Seven vulnerabilities found through code inspection were highlighted in critical Advisory 2015-66, including three uses of uninitialized memory, one poor validation leading to an exploitable crash, one read of unowned memory in zip files, and two buffer overflows.

“These do not all have clear mechanisms to be exploited through web content but are vulnerable if a mechanism can be found to trigger them,” Advisory 2015-66 said.

Two related use-after-free vulnerabilities that occur when using XMLHttpRequest in concert with either shared or dedicated workers were described in critical Advisory 2015-65.

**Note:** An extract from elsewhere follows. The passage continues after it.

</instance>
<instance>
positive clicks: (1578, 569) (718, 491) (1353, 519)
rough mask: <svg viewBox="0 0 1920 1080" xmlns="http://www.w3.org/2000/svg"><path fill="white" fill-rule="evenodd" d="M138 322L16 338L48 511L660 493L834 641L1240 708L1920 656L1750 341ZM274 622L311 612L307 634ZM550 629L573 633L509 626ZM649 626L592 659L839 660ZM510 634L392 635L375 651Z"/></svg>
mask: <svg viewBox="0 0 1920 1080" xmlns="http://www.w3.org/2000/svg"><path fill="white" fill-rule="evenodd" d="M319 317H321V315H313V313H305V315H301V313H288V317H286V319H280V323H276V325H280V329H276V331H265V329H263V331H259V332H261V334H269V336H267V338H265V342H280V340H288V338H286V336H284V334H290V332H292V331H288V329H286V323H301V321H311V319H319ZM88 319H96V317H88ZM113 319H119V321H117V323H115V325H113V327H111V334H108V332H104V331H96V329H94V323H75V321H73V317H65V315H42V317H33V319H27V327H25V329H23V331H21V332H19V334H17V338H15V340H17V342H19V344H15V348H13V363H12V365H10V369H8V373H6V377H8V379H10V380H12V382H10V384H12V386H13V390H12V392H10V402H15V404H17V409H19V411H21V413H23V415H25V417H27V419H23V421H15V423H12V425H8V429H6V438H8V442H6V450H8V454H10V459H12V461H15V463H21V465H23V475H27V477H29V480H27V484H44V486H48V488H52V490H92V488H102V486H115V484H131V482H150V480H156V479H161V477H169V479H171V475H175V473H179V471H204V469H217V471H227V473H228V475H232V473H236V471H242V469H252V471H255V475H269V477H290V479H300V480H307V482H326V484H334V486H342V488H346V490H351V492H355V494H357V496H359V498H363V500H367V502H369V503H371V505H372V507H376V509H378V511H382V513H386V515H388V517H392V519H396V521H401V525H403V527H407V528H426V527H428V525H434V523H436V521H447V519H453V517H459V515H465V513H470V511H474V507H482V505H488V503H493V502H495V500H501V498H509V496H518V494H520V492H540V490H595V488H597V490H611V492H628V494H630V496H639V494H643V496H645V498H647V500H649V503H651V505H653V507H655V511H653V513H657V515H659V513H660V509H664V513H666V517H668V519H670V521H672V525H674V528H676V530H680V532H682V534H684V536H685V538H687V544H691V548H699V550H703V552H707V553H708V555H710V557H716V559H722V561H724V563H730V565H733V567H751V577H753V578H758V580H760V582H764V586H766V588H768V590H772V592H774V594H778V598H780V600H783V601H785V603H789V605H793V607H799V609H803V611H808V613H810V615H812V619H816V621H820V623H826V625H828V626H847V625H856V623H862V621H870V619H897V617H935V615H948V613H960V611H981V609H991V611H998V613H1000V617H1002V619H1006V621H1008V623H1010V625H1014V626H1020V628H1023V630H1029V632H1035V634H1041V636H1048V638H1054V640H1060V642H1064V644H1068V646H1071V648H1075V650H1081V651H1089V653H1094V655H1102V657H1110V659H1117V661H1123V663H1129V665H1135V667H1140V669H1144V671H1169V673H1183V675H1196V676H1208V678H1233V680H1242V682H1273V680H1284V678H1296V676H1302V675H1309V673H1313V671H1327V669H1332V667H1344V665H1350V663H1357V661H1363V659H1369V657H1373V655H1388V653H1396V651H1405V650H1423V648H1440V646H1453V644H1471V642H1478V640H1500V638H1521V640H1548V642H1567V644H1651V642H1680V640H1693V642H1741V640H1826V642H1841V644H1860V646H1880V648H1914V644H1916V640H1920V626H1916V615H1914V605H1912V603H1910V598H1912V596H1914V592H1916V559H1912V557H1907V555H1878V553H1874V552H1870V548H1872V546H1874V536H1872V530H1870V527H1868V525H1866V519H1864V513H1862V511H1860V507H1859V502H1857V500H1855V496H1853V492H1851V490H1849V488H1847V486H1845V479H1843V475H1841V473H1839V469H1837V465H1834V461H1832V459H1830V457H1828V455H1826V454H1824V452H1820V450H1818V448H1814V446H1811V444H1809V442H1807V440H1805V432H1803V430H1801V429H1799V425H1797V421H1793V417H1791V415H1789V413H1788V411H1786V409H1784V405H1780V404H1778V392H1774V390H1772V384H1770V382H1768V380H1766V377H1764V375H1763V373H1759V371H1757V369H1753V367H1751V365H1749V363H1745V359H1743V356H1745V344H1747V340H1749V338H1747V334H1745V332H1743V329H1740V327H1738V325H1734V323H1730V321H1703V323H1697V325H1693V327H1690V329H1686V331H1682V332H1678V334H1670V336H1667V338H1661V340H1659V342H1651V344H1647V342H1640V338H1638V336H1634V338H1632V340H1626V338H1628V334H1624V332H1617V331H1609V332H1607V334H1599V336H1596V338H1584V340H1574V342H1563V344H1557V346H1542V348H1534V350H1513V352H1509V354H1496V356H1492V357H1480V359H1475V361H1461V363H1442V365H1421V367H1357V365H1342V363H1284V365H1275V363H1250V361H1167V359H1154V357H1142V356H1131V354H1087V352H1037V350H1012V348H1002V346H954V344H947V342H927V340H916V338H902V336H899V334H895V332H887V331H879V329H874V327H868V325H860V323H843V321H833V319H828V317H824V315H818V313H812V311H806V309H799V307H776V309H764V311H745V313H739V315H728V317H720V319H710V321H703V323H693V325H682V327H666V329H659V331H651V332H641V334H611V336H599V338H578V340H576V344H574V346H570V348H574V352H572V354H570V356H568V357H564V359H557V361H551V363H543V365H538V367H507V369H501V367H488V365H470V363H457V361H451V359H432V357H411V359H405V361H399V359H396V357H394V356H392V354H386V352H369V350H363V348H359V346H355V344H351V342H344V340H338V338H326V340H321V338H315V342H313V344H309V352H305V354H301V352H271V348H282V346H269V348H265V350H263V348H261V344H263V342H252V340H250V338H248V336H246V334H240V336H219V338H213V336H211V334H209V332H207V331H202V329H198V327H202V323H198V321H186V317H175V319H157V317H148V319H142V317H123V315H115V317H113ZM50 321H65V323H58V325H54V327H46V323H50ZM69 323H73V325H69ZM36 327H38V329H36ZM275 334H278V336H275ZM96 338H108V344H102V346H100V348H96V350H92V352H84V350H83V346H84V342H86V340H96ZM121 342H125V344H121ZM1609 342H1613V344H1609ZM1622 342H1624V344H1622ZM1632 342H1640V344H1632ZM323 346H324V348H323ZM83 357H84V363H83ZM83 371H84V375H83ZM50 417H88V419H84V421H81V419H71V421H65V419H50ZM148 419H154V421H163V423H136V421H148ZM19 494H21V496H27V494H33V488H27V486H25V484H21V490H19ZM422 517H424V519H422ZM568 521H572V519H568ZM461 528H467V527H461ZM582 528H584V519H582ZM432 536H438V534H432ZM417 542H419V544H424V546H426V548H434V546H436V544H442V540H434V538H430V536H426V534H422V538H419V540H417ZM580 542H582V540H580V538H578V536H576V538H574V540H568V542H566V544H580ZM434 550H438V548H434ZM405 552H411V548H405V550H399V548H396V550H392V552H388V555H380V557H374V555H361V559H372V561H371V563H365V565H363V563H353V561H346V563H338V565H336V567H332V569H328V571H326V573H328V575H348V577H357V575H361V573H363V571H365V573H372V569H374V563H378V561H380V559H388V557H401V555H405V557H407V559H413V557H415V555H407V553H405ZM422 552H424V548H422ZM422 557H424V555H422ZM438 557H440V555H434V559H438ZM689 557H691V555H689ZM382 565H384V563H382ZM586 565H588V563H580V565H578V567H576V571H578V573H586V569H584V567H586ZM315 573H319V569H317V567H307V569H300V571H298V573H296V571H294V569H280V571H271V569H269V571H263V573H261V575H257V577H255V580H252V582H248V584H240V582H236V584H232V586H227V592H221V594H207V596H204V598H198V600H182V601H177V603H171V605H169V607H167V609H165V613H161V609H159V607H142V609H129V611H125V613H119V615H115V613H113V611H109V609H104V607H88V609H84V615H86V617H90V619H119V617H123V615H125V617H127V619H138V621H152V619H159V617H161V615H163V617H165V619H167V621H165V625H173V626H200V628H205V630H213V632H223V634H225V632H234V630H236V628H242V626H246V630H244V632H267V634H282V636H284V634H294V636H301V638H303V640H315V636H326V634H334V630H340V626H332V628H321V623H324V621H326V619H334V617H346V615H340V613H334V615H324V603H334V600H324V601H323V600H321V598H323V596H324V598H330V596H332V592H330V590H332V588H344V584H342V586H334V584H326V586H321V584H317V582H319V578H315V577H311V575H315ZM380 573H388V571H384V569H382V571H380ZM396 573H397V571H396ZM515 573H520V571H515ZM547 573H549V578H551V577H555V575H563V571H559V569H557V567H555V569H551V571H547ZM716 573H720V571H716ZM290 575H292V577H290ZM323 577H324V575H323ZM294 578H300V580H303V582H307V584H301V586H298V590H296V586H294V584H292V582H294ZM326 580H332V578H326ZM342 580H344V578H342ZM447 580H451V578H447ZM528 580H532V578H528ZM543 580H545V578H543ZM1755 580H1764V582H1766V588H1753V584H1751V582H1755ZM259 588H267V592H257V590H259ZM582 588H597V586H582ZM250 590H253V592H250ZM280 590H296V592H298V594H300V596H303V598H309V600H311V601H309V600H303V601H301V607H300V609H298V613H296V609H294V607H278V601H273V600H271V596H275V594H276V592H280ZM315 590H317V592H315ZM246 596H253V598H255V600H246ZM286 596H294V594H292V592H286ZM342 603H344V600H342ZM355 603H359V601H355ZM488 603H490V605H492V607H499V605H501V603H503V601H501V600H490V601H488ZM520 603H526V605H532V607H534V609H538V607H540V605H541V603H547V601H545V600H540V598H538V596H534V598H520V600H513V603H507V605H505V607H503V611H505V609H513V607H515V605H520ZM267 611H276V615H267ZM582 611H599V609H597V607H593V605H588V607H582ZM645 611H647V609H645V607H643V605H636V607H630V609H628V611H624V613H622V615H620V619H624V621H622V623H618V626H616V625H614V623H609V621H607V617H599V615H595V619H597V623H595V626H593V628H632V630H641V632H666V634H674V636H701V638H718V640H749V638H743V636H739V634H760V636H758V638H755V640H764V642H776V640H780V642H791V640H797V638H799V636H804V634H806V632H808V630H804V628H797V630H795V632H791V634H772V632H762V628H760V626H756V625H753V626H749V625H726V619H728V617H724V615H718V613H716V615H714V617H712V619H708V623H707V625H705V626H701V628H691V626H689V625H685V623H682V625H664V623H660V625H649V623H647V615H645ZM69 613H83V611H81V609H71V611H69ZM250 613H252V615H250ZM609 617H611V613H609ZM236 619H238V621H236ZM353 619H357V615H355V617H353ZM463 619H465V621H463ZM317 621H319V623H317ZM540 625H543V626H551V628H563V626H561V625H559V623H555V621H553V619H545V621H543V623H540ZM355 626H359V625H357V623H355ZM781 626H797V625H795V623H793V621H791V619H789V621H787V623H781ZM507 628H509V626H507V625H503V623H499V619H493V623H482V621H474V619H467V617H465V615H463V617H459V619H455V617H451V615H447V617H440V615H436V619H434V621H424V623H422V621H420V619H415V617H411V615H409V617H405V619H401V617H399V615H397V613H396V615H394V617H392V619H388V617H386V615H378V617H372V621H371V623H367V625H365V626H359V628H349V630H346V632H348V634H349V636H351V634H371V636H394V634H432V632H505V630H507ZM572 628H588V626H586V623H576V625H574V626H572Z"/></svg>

“These errors occur when the XMLHttpRequest object is attached to a worker but that object is incorrectly deleted while still in use,” Advisory 2015-65 said. “This results in exploitable crashes.”

Critical Advisory 2015-63 is related to a use-after-free vulnerability in Content Policy – due to a microtask execution error – that leads to an exploitable crash, while the bugs in critical Advisory 2015-59 involved a variety of memory safety problems and crashes.

“Some of these bugs showed evidence of memory corruption under certain circumstances, and we presume that with enough effort at least some of these could be exploited to run arbitrary code,” Advisory 2015-59 said.

A number of other high, moderate and low impact vulnerabilities were also addressed in Firefox 39, including an out-of-bound read while computing an oscillator rendering range in Web Audio, privilege escalation in PDF.js, and type confusion in indexed Database Manager.